Layoffs have been a recurring theme in the tech sector, and it's sad to say that Yahoo is now one of the companies that are conducting workforce reductions. The first set of layoffs will affect 1,000 jobs, and the remaining 600 will also be cut by the second half of 2023.
Yahoo Layoffs
The company's 1,600 layoffs make up 20% of its global workforce. Although the number is not set in stone. According to CEO Jim Lanzone, it is only an approximation, so at the end of the day, there could be more or fewer job cuts.
The department that will be affected the most is the ad tech, wherein the layoffs will account for 50% of its staff. Lanzone reasoned that the reduction will be beneficial for the overall profitability of Yahoo, as mentioned in Gizmodo.
A spokesperson from Yahoo mentioned that the company's advertising initiatives were no longer profitable. The ad tech department, Yahoo for Business has been advertising for quite some time, which is why it has amassed huge data sets and more than 30 ad tech acquisitions.

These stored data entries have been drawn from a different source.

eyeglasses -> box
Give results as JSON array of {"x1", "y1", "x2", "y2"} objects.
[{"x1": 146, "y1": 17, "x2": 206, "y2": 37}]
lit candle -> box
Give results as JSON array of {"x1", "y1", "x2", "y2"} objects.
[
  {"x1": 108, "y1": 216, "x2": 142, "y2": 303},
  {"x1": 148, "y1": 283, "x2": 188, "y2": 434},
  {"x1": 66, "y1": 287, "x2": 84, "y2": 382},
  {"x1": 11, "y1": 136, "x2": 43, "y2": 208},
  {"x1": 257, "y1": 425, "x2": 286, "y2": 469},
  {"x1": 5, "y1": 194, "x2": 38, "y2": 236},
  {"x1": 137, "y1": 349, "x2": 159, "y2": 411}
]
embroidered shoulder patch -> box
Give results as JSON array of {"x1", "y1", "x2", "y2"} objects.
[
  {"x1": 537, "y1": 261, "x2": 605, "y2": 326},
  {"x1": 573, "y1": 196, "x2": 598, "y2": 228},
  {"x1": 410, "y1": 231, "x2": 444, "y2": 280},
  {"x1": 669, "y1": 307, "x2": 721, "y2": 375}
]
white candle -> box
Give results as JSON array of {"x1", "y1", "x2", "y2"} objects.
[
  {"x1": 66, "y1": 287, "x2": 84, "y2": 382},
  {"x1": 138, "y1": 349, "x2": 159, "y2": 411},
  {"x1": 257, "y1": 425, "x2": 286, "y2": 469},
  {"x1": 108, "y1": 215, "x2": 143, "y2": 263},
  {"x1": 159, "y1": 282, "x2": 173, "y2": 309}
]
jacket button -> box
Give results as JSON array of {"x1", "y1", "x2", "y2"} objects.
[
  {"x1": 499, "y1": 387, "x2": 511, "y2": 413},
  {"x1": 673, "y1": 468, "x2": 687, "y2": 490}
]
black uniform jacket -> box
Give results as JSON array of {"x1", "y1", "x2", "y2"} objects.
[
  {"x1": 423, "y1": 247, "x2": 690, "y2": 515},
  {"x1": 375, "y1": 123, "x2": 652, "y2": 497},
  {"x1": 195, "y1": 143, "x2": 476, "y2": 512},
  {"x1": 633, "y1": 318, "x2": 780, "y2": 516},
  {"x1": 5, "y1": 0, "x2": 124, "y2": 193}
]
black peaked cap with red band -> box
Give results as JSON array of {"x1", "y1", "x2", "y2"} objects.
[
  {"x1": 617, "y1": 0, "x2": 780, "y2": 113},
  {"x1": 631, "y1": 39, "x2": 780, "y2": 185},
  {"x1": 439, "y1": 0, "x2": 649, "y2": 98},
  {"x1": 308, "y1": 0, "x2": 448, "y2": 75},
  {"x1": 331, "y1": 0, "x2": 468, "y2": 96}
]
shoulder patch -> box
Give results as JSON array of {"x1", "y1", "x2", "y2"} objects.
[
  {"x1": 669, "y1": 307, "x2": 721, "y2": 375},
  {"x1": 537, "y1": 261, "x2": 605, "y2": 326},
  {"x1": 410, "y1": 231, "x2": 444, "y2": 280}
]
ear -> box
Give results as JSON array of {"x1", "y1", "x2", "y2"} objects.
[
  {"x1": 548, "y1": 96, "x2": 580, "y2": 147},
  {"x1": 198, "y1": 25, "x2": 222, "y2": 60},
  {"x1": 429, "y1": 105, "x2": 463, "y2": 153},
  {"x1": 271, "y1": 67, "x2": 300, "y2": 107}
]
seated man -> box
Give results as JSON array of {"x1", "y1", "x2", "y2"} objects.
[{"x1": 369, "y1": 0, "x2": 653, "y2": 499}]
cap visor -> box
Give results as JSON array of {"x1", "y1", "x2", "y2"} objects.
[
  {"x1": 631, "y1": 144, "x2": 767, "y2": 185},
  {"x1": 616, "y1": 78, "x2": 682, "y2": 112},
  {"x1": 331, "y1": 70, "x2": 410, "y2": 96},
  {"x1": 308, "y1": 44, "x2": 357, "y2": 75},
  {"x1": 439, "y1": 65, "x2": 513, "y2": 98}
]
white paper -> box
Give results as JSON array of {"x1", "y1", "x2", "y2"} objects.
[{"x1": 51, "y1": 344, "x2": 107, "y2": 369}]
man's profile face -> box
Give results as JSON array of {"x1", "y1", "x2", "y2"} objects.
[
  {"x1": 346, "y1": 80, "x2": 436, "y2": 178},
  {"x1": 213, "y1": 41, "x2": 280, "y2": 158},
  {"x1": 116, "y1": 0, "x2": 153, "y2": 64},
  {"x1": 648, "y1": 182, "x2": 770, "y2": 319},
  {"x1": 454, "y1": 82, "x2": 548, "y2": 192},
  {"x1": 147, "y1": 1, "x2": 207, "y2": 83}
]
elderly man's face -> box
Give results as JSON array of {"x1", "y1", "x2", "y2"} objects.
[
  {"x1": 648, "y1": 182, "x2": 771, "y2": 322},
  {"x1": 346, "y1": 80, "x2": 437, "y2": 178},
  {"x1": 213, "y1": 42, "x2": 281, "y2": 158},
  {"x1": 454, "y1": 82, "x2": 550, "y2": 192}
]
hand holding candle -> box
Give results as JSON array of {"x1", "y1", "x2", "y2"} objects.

Google's dominance in the digital ad market plays a huge part in Yahoo's downfall with it. Now, Yahoo is pouring its efforts into its demand platform business, now called "Yahoo Advertising," which allows advertisers to buy ads.
Reports say that Yahoo will also relaunch ad sales teams in some of its other sites like Yahoo Finance, Yahoo News, Yahoo Sports, and more. A spokesperson said that the move will strengthen its advertising business in the long run and deliver better value to customers and partners.
Yahoo Losing Its Place
Yahoo used to be one of the biggest tech companies, so much so that at its peak, it was worth more than Disney, Viacom, and News Corp combined, says former top sales Yahoo executive Jeremy Ring in his memoir. It's important to note that Yahoo was only five years old at the time.
The company was doing well with its business and acquisitions, and it was leading in most internet categories. One of its downsides is not putting more effort into its leads, like how Yahoo Briefcase, an online cloud storage, was surpassed by Dropbox and Google Drive.
Yahoo was the first to add news, sports, email, personal games, shopping, maps, and more. All of its competitors at the time are not even recognized by most anymore. Yahoo lost its touch soon after and missed one big opportunity after the next, as mentioned in Fast Company.
Perhaps one of the biggest missed opportunities was with Sergey Brin and Larry Page, the duo who found Google. The pair showed Yahoo co-founder David Filo the Google search-engine prototype, and Filo advised them to build it themselves.
The Yahoo co-founder introduced Brin and Page to an investor, which was Michael Moritz from Sequoia. Yahoo's then-CEO in 2002 Terry Semel tried buying Google for $3 billion, but Brin and Page wanted to sell it for $5 billion. Now, Google has surpassed the former tech giant, Yahoo.